For decades they have lived there with few 'outsiders' moving in and they have kept their ways and language. Now that Californians and moonbeam Brown have pretty much ruined California and the California expatriates have pretty much ruined Colorado and Washington, maybe they will discover West Virginia to Northern Alabama and ruin it too.
The Appalachian speech moved with them if they kept to their group. My western Virginian [before West Virginia was a state -- around the late 1790s] ancestors settled in the river bluffs of western Illinois. While they have mostly [mostly] lost the nasal twang, the speech and speech patterns remain.
There were very few words or phrases in that video I didn't hear growing up and can still hear today when I go 'home'.
I understand that it is gradually disappearing there today, probably due to a combination of population exodus and the ubiquity of cable tv and cell phones.
My Chicago suburban wife is still amused at how my 'accent' slips back into that hillbilly style after we have visited for a couple of days. She still needs occasional 'translations' after 20+ years of knowing my family and home town.
The Appalachian speech moved with them if they kept to their group. My western Virginian [before West Virginia was a state -- around the late 1790s] ancestors settled in the river bluffs of western Illinois.
That would also describe Abraham Lincoln's family, which moved from the Shenandoah Valley to Kentucky to Indiana to Illinois. Also my father's side of the family.

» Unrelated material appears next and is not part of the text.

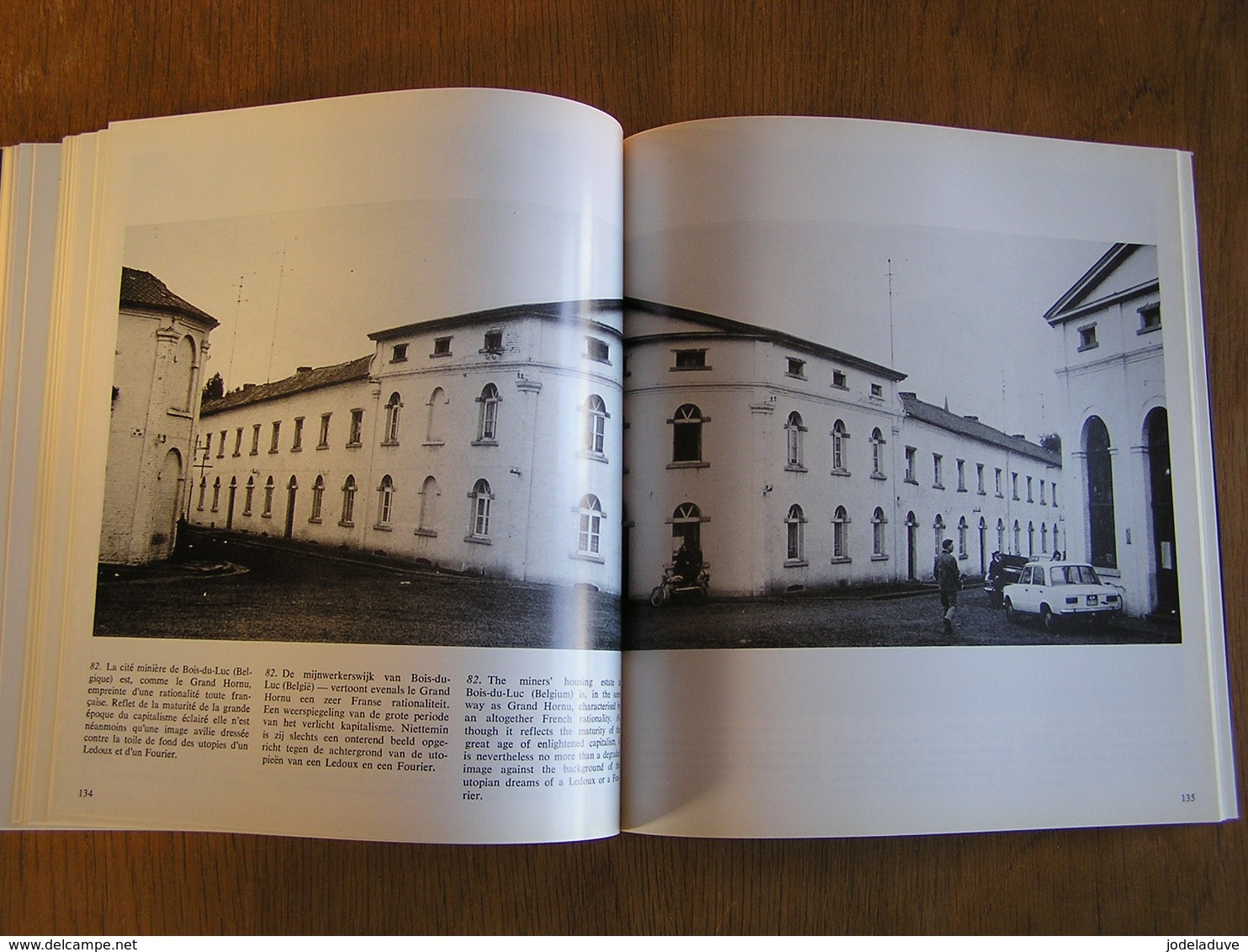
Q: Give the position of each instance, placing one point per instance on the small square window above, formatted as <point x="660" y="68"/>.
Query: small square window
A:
<point x="597" y="350"/>
<point x="690" y="360"/>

The mountain use of "plumb" is one that I am familiar with. I don't know if my familiarity came from my father's side of the family, or from my mother's side of the family. My mother's family went from Virginia to Tennessee to Texas. I suspect I got "plumb" from my mother's side, as my maternal grandmother had an idiosyncratic vocabulary and was very articulate. Both sides had Scots-Irish, though stronger on my mother's side.
Learned a lot of in the Ozarks in Arkansas. It's not fire, it's far, it's not far, it's fur. I once said, "Those trees are far away." the fellow with me replied, "Yup, them trees is a fur piece." Accents make the world go round, I once worked with a British Army unit whose troops were all from Wales. I couldn't understand a word they said even though their English officer told me they were speaking English.
The loss of our regional accents and dialects has made America a poorer place. Used to love to travel and enjoy the unique accents of the different parts of the country. Network television encouraged a neutral accent , defined as flat Midwestern.
Interestingly enough I was born and raised in central Illinois farm country, and always assumed that that was the accent with which I spoke. I failed to realize how strongly I was influenced by the many transplanted Kentuckians who settled this area sometimes generations ago. Until I went to college snd everyone from Northern Illinois made fun of my southern accent. A southern accent from central Illinois. Yeah, right. But maybe they had a point, though I fsiled to see it at the time.
My mother's family came from eastern AR, Yell County, and earlier from further east. I recognize that accent and always thought it was Okie. I remember my great aunt Lydia would say ''you-uns'' instead of the more common ''y'all''.